CNJ: Comissão estuda medidas que evitem sequestro de crianças e que agilizem solução de conflitos

O Conselho Nacional de Justiça (CNJ) esteve reunido nesta segunda-feira (8/9) com representantes da Comissão Permanente de Subtração Internacional de Crianças e a embaixadora dos EUA Susan Jacobs para discutir formas de solucionar processos de subtração internacional de crianças de maneira mais célere. Entre os pontos que vêm sendo analisados estão o retorno do nome dos pais aos passaportes brasileiros, a inclusão da cidade e do país de origem da criança neste documento, assim como a criação de um programa de capacitação de agentes consulares brasileiros e de assistência legal aos brasileiros fora do país.

Para dificultar a saída ilegal de crianças, desde 2012 o CNJ instituiu a obrigatoriedade da autorização com firma reconhecida em cartório dos responsáveis nos casos de viagem ao exterior. A medida é considerada essencial para se evitar que ocorra a transferência de uma criança ilicitamente de um país para o outro sem o consentimento de um dos genitores.

"No Brasil, para sair com uma criança para fora do país, há a necessidade de apresentação de uma série de documentos, o que dificulta o sequestro. Outros países, no entanto, não possuem medidas de precaução tão eficazes", comparou o conselheiro Saulo Casali Bahia, representante do CNJ na comissão. Para ele, é importante que mecanismos de prevenção sejam aplicados entre os países signatários da Convenção de Haia, até mesmo para que o instituto da bilateralidade seja, de fato, respeitado.

Reciprocidade – "Os brasileiros não contam com assistência jurídica em solo estrangeiro. Será que isso não seria uma questão de reciprocidade que devemos cobrar, já que aqui, todos, se hipossuficientes, têm esse direito?", questionou Casali. Segundo dados da Secretaria de Direitos Humanos (SDH) da Presidência da República, há 70 casos de sequestro internacional no Brasil. Em sua maioria, relacionam-se a crianças trazidas ao país (86%).

O caso de maior repercussão em relação a esse assunto foi o do menino Sean Goldman, cuja guarda foi disputada na Justiça americana e na brasileira. Na época, a Justiça deu ganho de causa ao pai americano e o garoto passou a ter dificuldades para se encontrar com a família da mãe brasileira. O caso inspirou a criação de uma controversa medida. Sancionada pelo presidente americano em agosto, a lei prevê formas de cooperação para a recuperação de crianças sequestradas, mas também prevê sanções aos países que estiverem envolvidos na disputa.  
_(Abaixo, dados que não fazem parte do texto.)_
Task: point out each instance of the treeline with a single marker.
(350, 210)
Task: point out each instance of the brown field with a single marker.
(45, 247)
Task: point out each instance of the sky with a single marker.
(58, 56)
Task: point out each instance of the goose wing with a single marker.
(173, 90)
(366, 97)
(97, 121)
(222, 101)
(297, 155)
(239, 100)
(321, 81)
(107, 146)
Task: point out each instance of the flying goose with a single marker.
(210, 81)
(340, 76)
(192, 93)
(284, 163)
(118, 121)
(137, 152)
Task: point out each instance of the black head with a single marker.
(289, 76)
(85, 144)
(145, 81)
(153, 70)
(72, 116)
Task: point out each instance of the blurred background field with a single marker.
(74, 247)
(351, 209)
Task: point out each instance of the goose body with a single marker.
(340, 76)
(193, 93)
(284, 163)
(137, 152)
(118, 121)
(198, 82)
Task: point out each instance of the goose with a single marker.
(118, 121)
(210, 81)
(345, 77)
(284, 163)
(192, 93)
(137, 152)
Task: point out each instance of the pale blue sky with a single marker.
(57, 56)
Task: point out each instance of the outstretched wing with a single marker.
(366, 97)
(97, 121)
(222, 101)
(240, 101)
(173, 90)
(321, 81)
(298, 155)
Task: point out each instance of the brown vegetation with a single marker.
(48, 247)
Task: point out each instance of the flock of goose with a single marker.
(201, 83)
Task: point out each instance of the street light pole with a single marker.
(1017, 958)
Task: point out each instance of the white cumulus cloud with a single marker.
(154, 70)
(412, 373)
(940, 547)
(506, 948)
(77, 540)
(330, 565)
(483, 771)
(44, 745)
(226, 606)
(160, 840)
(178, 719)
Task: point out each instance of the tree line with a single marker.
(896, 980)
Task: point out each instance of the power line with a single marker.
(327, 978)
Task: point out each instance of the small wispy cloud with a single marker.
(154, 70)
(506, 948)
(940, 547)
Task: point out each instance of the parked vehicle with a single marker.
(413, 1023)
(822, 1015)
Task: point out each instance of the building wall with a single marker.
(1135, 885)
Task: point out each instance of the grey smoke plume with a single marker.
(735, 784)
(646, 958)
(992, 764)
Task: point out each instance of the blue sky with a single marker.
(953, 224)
Ainda na busca por saídas menos demoradas para o conflito familiar que envolve cidadãos dos dois países, foi apresentada a possibilidade de criação de um projeto-piloto que estabeleça comunicação mais estreita entre juízes brasileiros e estadunidenses com vistas a agilizar os trâmites processuais. A embaixadora americana afirmou ser favorável ao estreitamento na comunicação entre os juízes.

Seis semanas – Para o conselheiro Guilherme Calmon, outro representante do CNJ indicado para a Comissão, a cooperação judicial internacional pode ajudar o Brasil a cumprir o prazo de seis semanas presente no texto do acordo internacional. "Como signatários da Convenção de Haia, precisamos encontrar meios que possibilitem que esses casos sejam resolvidos nesse prazo. Esse é um tempo que não vem sendo cumprido pelo Brasil", observou.

Na reunião estavam presentes membros dos ministérios da Justiça e de Relações Exteriores, da Advocacia-Geral da União, da Secretaria de Política para Mulheres da Presidência da República, da Defensoria Pública da União, da Polícia Federal e do Ministério Público Federal. Em outubro, acomissão se reunirá novamente para debater uma minuta de projeto de lei com a lista de medidas apresentadas pelos órgãos que compõem o grupo.

Para saber mais – O sequestro internacional é o ato de transferir uma criança ilicitamente de um país para outro sem o consentimento de um dos genitores. Também é considerado ilegal reter uma criança em um país sem o consentimento do outro genitor, após um período de férias, por exemplo, ainda que o pai ou a mãe tenha dado a sua autorização.

Processos de subtração de crianças são objeto da Convenção de Haia sobre os Aspectos Civis do Sequestro Internacional de Crianças. Firmado em 1980 e ratificado pelo Brasil em 2000, o tratado tem por objetivo "assegurar o retorno imediato de crianças ilicitamente transferidas para qualquer Estado Contratante (país que assina o acordo) ou neles retidas indevidamente", assim como assegurar os direitos de guarda e de visita nos países que fazem parte da convenção.

A Comissão Permanente de Subtração Internacional de Crianças tem como objetivo propor iniciativas de prevenção à subtração e retenção internacional de crianças e adolescentes, propor medidas de divulgação da Convenção de Haia sobre sequestro de crianças, atuar na capacitação dos agentes públicos envolvidos em sua aplicação, elaborar propostas e atos normativos sobre a implementação da Convenção de Haia e da Convenção Interamericana sobre Restituição Internacional de Menores, além de estimular pesquisas sobre tais convenções.

Fonte: CNJ | 09/09/2014.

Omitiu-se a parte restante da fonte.